Al Palazzo Reale a Parigi, Eugenio descrive il servizio del Giovedì Santo: un principe ha lavato i piedi a un gruppo di ragazzi durante la liturgia.
Torno dall’aver accompagnato mio zio alla Cena celebrata alle Tuileries … Abbiamo visto l’umana grandezza abbassarsi, a imitazione del Verbo Incarnato, ai piedi del povero e dell’indigente. Bello, imponente; si può scrivere una bella pagina con applicazioni morali a non finire; ma, vuoi che te lo dica, caro Courtès?
… Qui, trasportato nel palazzo di un re della terra, ho visto un’ampia galleria imbrattata dappertutto di immagini oscene, di quadri rappresentanti le luride divinità del paganesimo: circondato da tutte le vanità del mondo, da tutte le pompe del secolo,
Questo spettacolo lo lasciò freddo e pensò al modo in cui la stessa cerimonia venisse celebrata con enorme devozione a Aix.
questo spettacolo splendido non è per nulla paragonabile alla nostra commovente cerimonia. Tranne l’azione meccanica della lavanda dei piedi, quanto differente del resto!, nulla richiama a mente la lezione solenne data al mondo dal Salvatore degli uomini. Né il luogo, né le persone, né gli spettatori, nemmeno coloro che sono l’oggetto immediato della funzione e la maniera di svolgerla; nulla, in una parola, che parli al cuore: il mio almeno non ha provato la minima emozione; ho sentito solo il rimpianto che quello spettacolo evocava naturalmente in me al ricordo di quel che facevamo noi.
Perciò dissipazione e curiosità si leggevano negli occhi di tutti. In mezzo a questi personaggi il sovrano si è accostato a un gruppo di ragazzi allineati sopra un palco abbastanza alto perché potesse versar l’acqua sui loro piedi senza chinarsi. Questi ragazzi, ben vestiti, estranei al mistero come gli spettatori, mi pare che raffigurassero poco gli apostoli del Dio vivo; né erano le membra di un Dio sofferente.
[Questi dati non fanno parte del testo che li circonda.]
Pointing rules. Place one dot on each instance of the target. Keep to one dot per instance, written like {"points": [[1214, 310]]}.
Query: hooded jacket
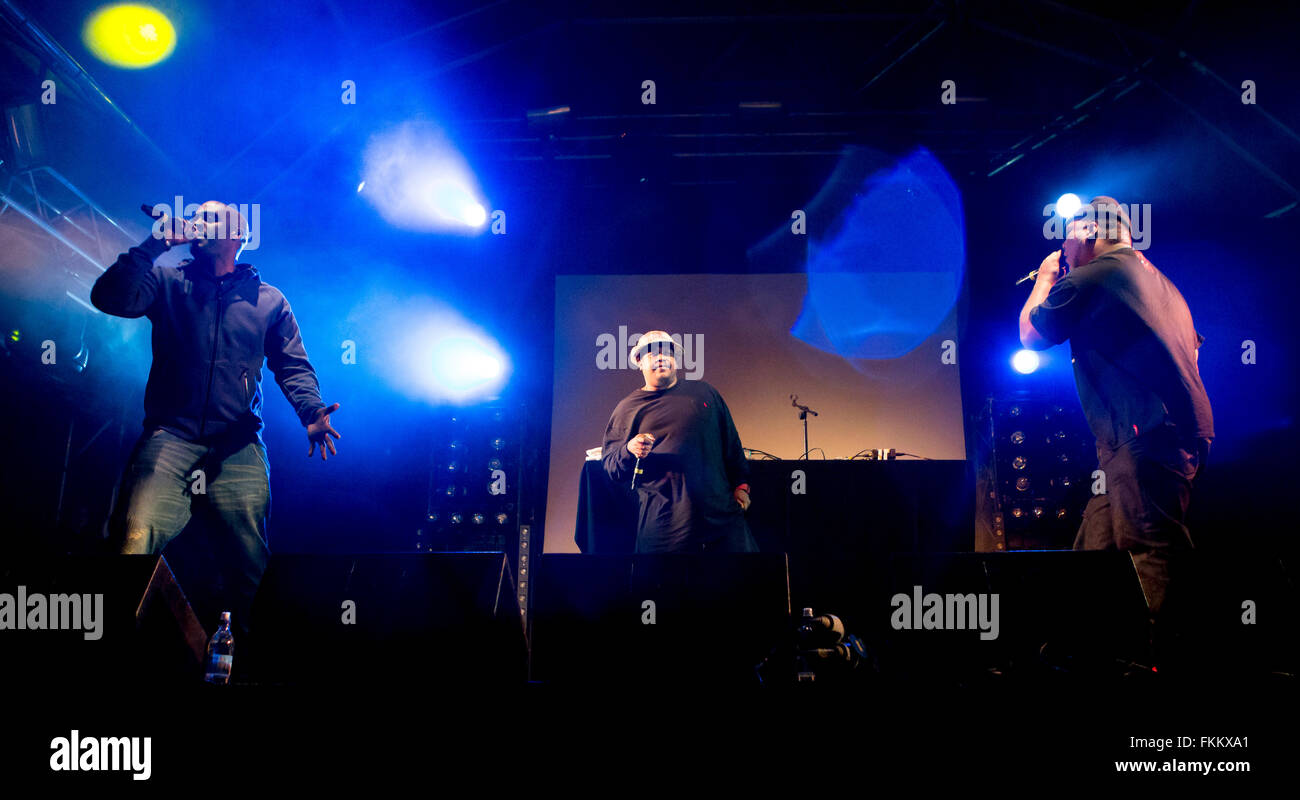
{"points": [[211, 337]]}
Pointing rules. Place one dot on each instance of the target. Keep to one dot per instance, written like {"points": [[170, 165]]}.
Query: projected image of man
{"points": [[692, 485]]}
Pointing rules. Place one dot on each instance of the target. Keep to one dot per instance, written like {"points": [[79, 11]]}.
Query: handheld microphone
{"points": [[1065, 268], [636, 468]]}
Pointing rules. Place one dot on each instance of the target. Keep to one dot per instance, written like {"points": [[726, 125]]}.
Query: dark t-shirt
{"points": [[1132, 346], [685, 492]]}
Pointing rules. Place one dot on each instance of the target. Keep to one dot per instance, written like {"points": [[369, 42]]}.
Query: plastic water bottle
{"points": [[221, 653]]}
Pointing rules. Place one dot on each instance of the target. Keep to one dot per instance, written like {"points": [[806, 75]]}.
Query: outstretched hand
{"points": [[319, 432]]}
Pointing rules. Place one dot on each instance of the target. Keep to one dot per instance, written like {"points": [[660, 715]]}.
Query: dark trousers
{"points": [[228, 487], [1143, 511]]}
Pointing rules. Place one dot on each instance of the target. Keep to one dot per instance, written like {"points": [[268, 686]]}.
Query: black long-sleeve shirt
{"points": [[211, 337], [687, 489], [1132, 345]]}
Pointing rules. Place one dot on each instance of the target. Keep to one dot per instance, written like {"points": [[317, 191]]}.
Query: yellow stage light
{"points": [[129, 35]]}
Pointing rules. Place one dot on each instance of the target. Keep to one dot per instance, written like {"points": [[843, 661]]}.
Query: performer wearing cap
{"points": [[1135, 363], [675, 442]]}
Perciò, te lo ripeto, il mio cuore è rimasto insensibile; la mia mente indifferente non si riportava ad immagine alcuna non si richiamava ad alcun ricordo; le fu necessario dirigersi altrove per immedesimarsi dei misteri del giorno; ed è venuta ad Aix, in mezzo a voi. Perché non ho potuto trovarmici tutto intero!